Mme Ségolène Royal, ministre délégué à la famille et à l'enfance. Madame la sénatrice, j'ai en effet autorisé les infirmières scolaires à délivrer, dans des conditions très strictes, le Norlevo, c'est-à-dire une contraception d'urgence, à des adolescentes en situation de grande détresse.
Contrairement à ce qui est dit ici ou là, je l'ai fait avec sérieux et après avoir beaucoup consulté.
Cette autorisation s'inscrit en effet dans un protocole national de soins dans le système scolaire que j'ai mis plus d'un an à rédiger, en accord, bien évidemment, avec les autorités sanitaires de ce pays, protocole qui inclut non seulement la régularisation de l'ensemble du dispositif des médicaments que peuvent détenir les infirmeries scolaires, mais également tous les protocoles de soins d'urgence dans le système scolaire, c'est-à-dire l'autorisation donnée aux infirmières d'accomplir les gestes qui sauvent, en liaison avec la médecine d'urgence.

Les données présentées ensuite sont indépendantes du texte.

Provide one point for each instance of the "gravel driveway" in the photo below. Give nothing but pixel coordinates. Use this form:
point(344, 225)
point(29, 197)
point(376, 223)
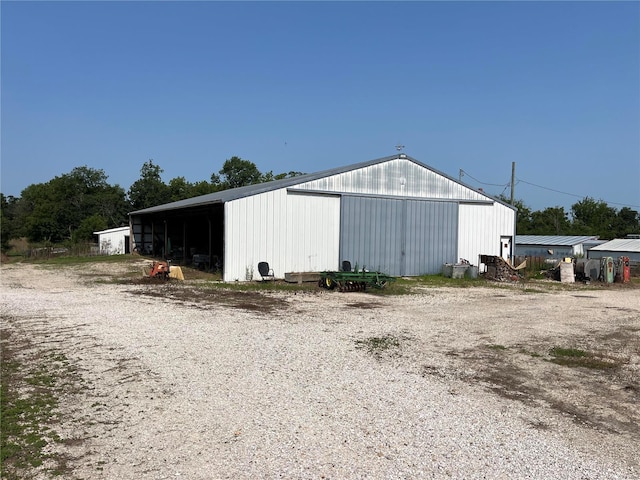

C'est dans ce cadre, et dans ce cadre seulement, que s'inscrit la possibilité pour les infirmières scolaires de délivrer, dans des conditions très réglementées, la contraception d'urgence aux adolescentes en situation de détresse.
Je voudrais d'ailleurs rendre ici hommage aux infirmières scolaires, qui ont parfaitement appliqué ce protocole. Ainsi, pour ne reprendre que les chiffres connus actuellement, ceux de la région parisienne, sur plus de 250 demandes, les infirmières scolaires ont délivré 16 contraceptions d'urgence, ce qui veut dire qu'elles ont très bien compris mon message ; dans tous les autres cas, soit elles ont réussi à faire prendre en charge le problème par les parents, soit elles ont obtenu que les adolescentes prennent contact avec un centre de planning familial, un service hospitalier ou un médecin.
Seize cas sur plus de deux cent cinquante, cela correspond bien à l'urgence, cela répond bien au sentiment d'atteinte à l'intégrité physique de ces jeunes filles.
Je rappelle également qu'il y a chaque année dans ce pays - et cela touche en particulier des jeunes filles parmi les plus défavorisées, les plus abandonnées, les plus à l'écart des filières d'information, des jeunes filles qui sont victimes de violences - plus de 10 000 adolescentes enceintes, dont 6 000 subissent une interruption volontaire de grossesse. Lorsque les progrès de la science et de la médecine nous permettent de venir en aide à ces jeunes filles et de soulager leur détresse, je considère que nous avons l'obligation morale de le faire.
C'est la raison pour laquelle le Gouvernement attend avec beaucoup de sérénité la décision définitive du Conseil d'Etat. Il prendra alors toutes les dispositions législatives ou réglementaires qui nous permettront de maintenir le dispositif en place. (Applaudissements sur les travées socialistes ainsi que sur celles du groupe communiste républicain et citoyen.)